Scientific classification
- Kingdom: Animalia
- Phylum: Chordata
- Class: Mammalia
- Infraclass: Placentalia
- Order: Eulipotyphla
- Family: Soricidae
- Genus: Sorex
- Species: S. palustris
- Binomial name: Sorex palustris Richardson, 1828

= American water shrew =

- Genus: Sorex
- Species: palustris
- Authority: Richardson, 1828
- Conservation status: LC

Species of mammal

The American water shrew or northern water shrew (Sorex palustris) is a shrew found in the nearctic faunal region located throughout the mountain ranges of the northern United States and in Canada and Alaska. The animal resides in semi-aquatic habitats, and is known for being the smallest mammalian diver.

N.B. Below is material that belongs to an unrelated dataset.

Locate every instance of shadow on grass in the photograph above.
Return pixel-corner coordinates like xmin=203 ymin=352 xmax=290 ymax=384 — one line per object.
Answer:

== Anatomy and morphology ==

The American water shrew is a sexually dimorphic species in which the males are generally larger and heavier than the females. The size of the shrew is 130–170 mm and weight is 8–18 g. Their tail length is 57–89 mm. The shrew exhibits a black and brown pelage which varies in shade depending on the season. When underwater, the animal appears to have a silver veneer on account of its water repellent fur trapping air bubbles. The snout features vibrissae which in the case of water shrews are specialized for aquatic hunting. Like other small mammals who spend part of their time in water, American water shrews have short hairs covering their hind limbs to bolster each paddle with increased surface area, an adaptation not dissimilar to flippers. Externally the American water shrew is indistinguishable from the western water shrew, a genetically distinct species whose morphology differs from the American water shrew strictly over subtle cranial and dental aspects. The American water shrew has a large skull ranging from 21–23 mm and width 10–11 mm and has a dental formula of teeth.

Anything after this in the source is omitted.